With the Fed expected to shift towards more accommodative policies, Bitcoin could see rapid gains, Edwards suggested. “A weekly close above $64K would end the seven-month sequence of lower highs and likely see us travel back to range highs ($70K) with haste, and probably beyond,” he added.
Bitcoin’s Mixed Technical Picture
While Bitcoin has preserved support levels around $58,000, Edwards remains cautious, pointing out that technical indicators remain mixed. Despite this, he is optimistic about Bitcoin’s potential to break higher, especially if the Federal Reserve delivers a dovish surprise.
“I would not be surprised to see that level ($64K) taken very quickly to the upside, provided no bearish surprises from Chairman Powell tomorrow,” Edwards stated.
Onchain Data Misleading Due to External Factors
Capriole’s report also addresses concerns over recent Bitcoin supply trends, suggesting that external factors like the launch of U.S. spot Bitcoin exchange-traded funds (ETFs) and the Mt. Gox rehabilitation process have skewed on-chain metrics.
“2024 has seen massive capital redistribution due to the ETF launch and Mt Gox,” Edwards noted, explaining that these events have distorted supply metrics and presented a false narrative about long-term holders selling their assets.

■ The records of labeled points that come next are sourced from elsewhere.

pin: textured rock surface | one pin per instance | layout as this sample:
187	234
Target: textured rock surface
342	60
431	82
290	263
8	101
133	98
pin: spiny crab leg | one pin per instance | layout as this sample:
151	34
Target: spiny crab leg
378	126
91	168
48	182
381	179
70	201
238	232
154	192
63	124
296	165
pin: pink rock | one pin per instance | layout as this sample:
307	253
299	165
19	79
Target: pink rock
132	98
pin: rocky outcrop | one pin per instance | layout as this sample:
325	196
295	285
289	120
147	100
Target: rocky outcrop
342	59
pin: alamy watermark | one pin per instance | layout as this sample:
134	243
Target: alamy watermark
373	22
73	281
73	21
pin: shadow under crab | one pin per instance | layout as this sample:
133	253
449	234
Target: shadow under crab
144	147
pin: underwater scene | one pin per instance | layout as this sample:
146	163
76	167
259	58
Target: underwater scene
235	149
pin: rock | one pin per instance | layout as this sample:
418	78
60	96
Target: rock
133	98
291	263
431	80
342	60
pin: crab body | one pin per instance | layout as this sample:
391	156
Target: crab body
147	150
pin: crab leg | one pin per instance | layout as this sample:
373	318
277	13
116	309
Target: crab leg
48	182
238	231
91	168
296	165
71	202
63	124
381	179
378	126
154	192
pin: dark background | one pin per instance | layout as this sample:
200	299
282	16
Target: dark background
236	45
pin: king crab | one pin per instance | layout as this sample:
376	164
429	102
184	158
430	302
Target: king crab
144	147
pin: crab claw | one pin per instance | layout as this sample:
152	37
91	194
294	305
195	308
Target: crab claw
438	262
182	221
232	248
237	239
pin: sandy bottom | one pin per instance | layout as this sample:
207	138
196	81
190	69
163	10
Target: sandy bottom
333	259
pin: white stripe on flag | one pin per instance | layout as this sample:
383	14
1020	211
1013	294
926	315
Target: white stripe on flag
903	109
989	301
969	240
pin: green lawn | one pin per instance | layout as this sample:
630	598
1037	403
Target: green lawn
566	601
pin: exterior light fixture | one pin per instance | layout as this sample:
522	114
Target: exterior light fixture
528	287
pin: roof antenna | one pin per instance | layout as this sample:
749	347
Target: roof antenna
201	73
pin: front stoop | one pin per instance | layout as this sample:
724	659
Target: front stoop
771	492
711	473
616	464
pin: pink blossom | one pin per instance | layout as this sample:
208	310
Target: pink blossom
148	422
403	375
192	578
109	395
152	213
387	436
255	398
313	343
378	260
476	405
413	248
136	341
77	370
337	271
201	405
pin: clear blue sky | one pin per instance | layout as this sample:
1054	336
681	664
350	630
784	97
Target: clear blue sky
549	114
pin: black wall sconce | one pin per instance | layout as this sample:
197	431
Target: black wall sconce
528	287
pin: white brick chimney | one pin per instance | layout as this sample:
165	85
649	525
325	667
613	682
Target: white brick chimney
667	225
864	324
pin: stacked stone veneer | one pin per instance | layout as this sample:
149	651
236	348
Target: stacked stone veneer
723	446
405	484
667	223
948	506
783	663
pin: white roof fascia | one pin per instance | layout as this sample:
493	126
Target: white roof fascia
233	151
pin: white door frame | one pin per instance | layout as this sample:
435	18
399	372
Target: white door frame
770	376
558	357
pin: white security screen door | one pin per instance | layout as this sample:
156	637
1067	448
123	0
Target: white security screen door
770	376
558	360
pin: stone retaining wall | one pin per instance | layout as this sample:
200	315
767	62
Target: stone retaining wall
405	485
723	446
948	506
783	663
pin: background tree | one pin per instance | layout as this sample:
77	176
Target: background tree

Edwards cautioned that metrics classifying holders based on the length of time they’ve held Bitcoin, such as “long-term holder” and “short-term holder” data, are unreliable this year. “Any on-chain metrics with ‘long-term holder’ data, or ‘supply last active more than XX months/years’ cannot be trusted in 2024,” the report stated.
Positive Mid-Term Outlook for Bitcoin
Despite the challenges with interpreting on-chain data, Edwards remains bullish about Bitcoin’s mid-term prospects. He emphasized that Bitcoin is trading within 2% of Capriole’s last update and that the overall market remains at a “major pivot point.”
Edwards highlighted the favourable timing of potential Fed policy easing and historical Bitcoin performance, particularly in the fourth quarter and post-halving periods. He added that Bitcoin’s best two quarters are traditionally just weeks away, providing further optimism for a sustained rally.
“We also have Gold paving consistent new all-time highs since its breakout a few months ago. You couldn’t ask for more favorable conditions for Bitcoin,” Edwards concluded.
With growing liquidity expected to flow into risk assets and a dovish Fed policy likely to take hold, Capriole Investments predicts a strong tailwind for Bitcoin in the months ahead.